Text begins Blade Runner. A lot of text, in fact. After the major crew members are shown against a black screen, more text is brought up telling us the world that we’re about to spend a couple of hours in. It tells us that, in this future, androids have been created, and that they weren’t too happy with being forced into the dangerous and menial work that the humans forced them to perform. They began to rebel, and are now banned on Earth.
Of course, since these androids (called “Replicants” in this film) are now so convincing that they could easily be mistaken for humans, people called “Blade Runners” have been hired to track them down and kill them. The best in the business is a man called Deckard (Harrison Ford), although he begins the film retired.
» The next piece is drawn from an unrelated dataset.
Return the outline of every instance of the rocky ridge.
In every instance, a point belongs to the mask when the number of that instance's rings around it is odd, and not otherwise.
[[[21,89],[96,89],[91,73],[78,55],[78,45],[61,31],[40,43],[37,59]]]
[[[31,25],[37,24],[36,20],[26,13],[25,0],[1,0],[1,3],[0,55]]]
He’s called back into duty after four Replicants jump ship and head to Earth, and it’s up to him to track them all down, one by one, and use whatever means necessary to kill them all.
Of course, he doesn’t know where they are, so he has to go through a series of methods to try to find them. We follow a couple of parallel stories throughout Blade Runner. The first involves Deckard and his quest to hunt down all of the Replicants, while the second shows us what the Replicants are doing with their time. Deckard eventually meets another Replicant, a girl named Rachael (Sean Young), who doesn’t actually know that she’s a Replicant. They have a love story that never quite works and feels forced. Eventually, Deckard is told that Rachael must too be killed.
As Blade Runner moves along, we begin to wonder why exactly the Replicants must be killed. We’re told soon after the film begins that they have a four year lifespan—if they live longer than that, they gain emotions and that’s bad for some reason—and that time period is drawing to a close. Most of the Replicants’ story involves them trying to figure out a way to extend that artificially-induced lifespan. Not harm the humans or anything like that; they just want to live longer, more normal lives.
As a result, they become the more human characters of the film, while the stoic Deckard is dehumanized through his killings. That’s all fine and good, and it brings quite a few questions to the table for the audience to consider, but from a narrative standpoint, it’s a bit of an issue. We don’t really have a character to root for, and there aren’t many stakes from Deckard’s standpoint. Whether he fails or not, the Replicants’ lifespan will be up shortly anyway.
Blade Runner is a film where the narrative serves two purposes: Explore some themes, and show us an amazing futuristic world.
The whole love story between Deckard and Rachael happens to quickly and doesn’t get enough focus to be a factor as well, even though it serves a valuable purpose. However, as I’m criticizing the plot, I think back on the film and realize that it isn’t the most important part of Blade Runner—that’s the world that was created here. Really, the plot is just there to give director Ridley Scott a reason to both explore the themes he wants to get across to an audience as well as show off the impressive world that he has crafted.
And make no mistake, this is an entire world that Scott as created. There are so many shots of the city where most of the action takes place that you’ll be sure to notice how much detail has gone into everything in terms of the location of the film. Blade Runner is a film that you can watch solely for the visual aesthetics and still have a good time. And while it’s a dark film, there’s enough light let in to allow us to always know exactly what’s going on, which is always a plus.
Without wanting to spoil anything, I’m quite sure that you’ll be left with a few questions after Blade Runner is finished. The method that this movie employs in this regard is the best kind: Instead of feeling unsatisfied because the film left you wondering what you just saw, it instead wants you to think about it without that unsatisfactory feeling. You got a complete film, but enough was left open for you to think about it afterward. You also have incentive to give it another watch, as now that you have seen it, you’ll want to look for clues in certain areas.
The performances are all fitting for the characters, and I can’t imagine them being played a different way. Had Ford given his character more emotion, the character wouldn’t be the same, and a longstanding debate would have been over. Have the main Replicant, Roy (Rutger Hauer), act less like a maniac, and he wouldn’t seem like a threat, even if he’s not much of one in the first place. When these two characters finally meet, you get a few amazing scenes. Look out for that, as the final few scenes in this film are spectacular.
Blade Runner is a film where the narrative serves two purposes: Explore some themes, and show us an amazing futuristic world. It doesn’t necessarily work when providing an entertaining story—the stakes are never all that high, and the love subplot doesn’t work—but this hardly matters when you look at the bigger picture. It’s not there to tell you an engaging story, as the world performs that function. This is a great film that rewards multiple rewatches.
Conclusion: Blade Runner is a great, deep film.
Recommendation: If you like sci-fi or neo-noir, you need to see Blade Runner.